A stable market appears to be aiding the buy-to-let sector in the UK, with confidence high among both consumers and lenders.
Research from MoneyFacts has indicated that buy-to-let and residential mortgage providers are now beginning to revise their rental and income criteria and this is seemingly making the products much more accessible.
Lisa Taylor from MoneyFacts observed that buy-to-let providers are increasingly lowering the minimum interest cover that they require, with the industry average now approaching 125 per cent.
While market confidence is opening up the buy-to-let sector to more investors, there is also evidence that people are becoming increasingly confident to take on mortgage borrowing in general.
The new Borrowing Monitor from Alliance & Leicester shows that 15 per cent of households are now thinking of moving, buying a property for the first time or remortgaging by winter. This compares to only seven per cent who thought the same thing in January when asked to look six or seven months ahead.
There was also a 28.4 per cent increase in new mortgage lending during the first four months of the year, as well as a slightly less spectacular increase of three per cent in remortgaging.
Property investment is also being supported by a steady supply of first-time buyers, according to Alliance & Leicester.
While the CML recently noted that first-time buyers accounted for more than a third of new mortgages between January and March, it seems that there has also been a significant rise in the proportion of under 30s planning to get a foot on the property ladder, from 12 per cent to 16 per cent.
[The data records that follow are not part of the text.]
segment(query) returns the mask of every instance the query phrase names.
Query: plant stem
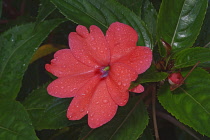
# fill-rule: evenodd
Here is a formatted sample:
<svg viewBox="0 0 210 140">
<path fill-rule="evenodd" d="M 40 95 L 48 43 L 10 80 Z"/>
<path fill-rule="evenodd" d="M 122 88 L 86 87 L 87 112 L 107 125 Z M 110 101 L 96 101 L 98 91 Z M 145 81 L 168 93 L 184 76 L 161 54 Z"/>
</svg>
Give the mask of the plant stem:
<svg viewBox="0 0 210 140">
<path fill-rule="evenodd" d="M 155 130 L 155 138 L 156 138 L 156 140 L 160 140 L 159 133 L 158 133 L 158 127 L 157 127 L 155 101 L 156 101 L 156 84 L 154 84 L 152 86 L 152 118 L 153 118 L 154 130 Z"/>
</svg>

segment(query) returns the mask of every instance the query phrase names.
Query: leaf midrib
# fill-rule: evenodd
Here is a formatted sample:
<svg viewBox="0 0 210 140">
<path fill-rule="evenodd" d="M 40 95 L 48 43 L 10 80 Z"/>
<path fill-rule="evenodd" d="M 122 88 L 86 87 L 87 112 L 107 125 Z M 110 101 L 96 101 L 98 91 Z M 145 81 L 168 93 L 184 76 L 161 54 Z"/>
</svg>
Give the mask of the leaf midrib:
<svg viewBox="0 0 210 140">
<path fill-rule="evenodd" d="M 184 90 L 183 88 L 180 87 L 180 89 L 187 94 L 196 104 L 198 104 L 209 116 L 210 116 L 210 112 L 208 110 L 206 110 L 206 108 L 199 103 L 199 101 L 197 101 L 193 96 L 191 96 L 186 90 Z"/>
</svg>

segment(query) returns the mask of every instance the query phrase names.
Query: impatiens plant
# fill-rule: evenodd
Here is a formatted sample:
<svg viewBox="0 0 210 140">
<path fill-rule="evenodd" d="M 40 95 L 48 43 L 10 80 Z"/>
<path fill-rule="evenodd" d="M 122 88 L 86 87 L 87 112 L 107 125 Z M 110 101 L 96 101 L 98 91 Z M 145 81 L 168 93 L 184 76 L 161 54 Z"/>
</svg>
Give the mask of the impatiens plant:
<svg viewBox="0 0 210 140">
<path fill-rule="evenodd" d="M 210 138 L 208 0 L 3 0 L 0 17 L 0 140 Z"/>
</svg>

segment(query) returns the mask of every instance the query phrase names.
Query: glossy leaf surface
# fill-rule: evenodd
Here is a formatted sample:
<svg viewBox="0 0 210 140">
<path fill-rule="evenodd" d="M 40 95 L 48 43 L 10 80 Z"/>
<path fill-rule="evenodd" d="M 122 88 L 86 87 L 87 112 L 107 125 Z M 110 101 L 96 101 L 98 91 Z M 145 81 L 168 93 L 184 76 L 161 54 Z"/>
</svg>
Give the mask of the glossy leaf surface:
<svg viewBox="0 0 210 140">
<path fill-rule="evenodd" d="M 138 45 L 153 47 L 151 37 L 140 18 L 116 1 L 52 0 L 52 2 L 68 19 L 87 27 L 97 25 L 106 31 L 108 26 L 116 21 L 128 24 L 138 32 Z"/>
<path fill-rule="evenodd" d="M 173 51 L 192 47 L 207 4 L 207 0 L 163 0 L 158 16 L 158 40 L 162 38 L 171 44 Z"/>
<path fill-rule="evenodd" d="M 184 71 L 185 76 L 189 71 Z M 182 123 L 206 136 L 210 136 L 210 75 L 196 68 L 185 84 L 171 92 L 165 83 L 158 92 L 162 106 Z"/>
</svg>

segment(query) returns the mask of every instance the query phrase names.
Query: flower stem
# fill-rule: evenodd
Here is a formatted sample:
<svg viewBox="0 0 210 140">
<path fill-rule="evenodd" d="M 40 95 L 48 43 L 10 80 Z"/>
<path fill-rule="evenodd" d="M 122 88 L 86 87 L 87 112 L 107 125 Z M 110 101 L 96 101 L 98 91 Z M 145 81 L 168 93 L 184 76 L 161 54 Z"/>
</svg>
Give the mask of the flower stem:
<svg viewBox="0 0 210 140">
<path fill-rule="evenodd" d="M 155 138 L 156 140 L 160 140 L 158 127 L 157 127 L 155 101 L 156 101 L 156 84 L 154 84 L 152 87 L 152 118 L 153 118 L 154 130 L 155 130 Z"/>
</svg>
Activity in the property market is also set to remain fairly high, with affordability apparently less of a concern to most than is often supposed.
As evidence of this, interest payments took up just 14 per cent of household income in the first quarter of 2006, which is lower than it has been since the second quarter of 2004. A quick look back to 1990 reveals that mortgage interest accounted for a staggering 27 per cent of household income during Britain's debt crisis, making the current figure look extremely modest.
Chris Rhodes, managing director of Alliance & Leicester Retail Banking, said: "We are seeing greater confidence in the mortgage market from consumers. It's particularly pleasing to see the increased confidence amongst the under 30s. Increased first-time buyer activity enables others to move up the ladder."
In the buy-to-let sector, investor landlords are benefiting not only from improved products from mortgage providers but also strong tenant demand. While house price growth seemed to slow marginally in May, it would certainly seem that conditions for property investment in the UK remain favourable.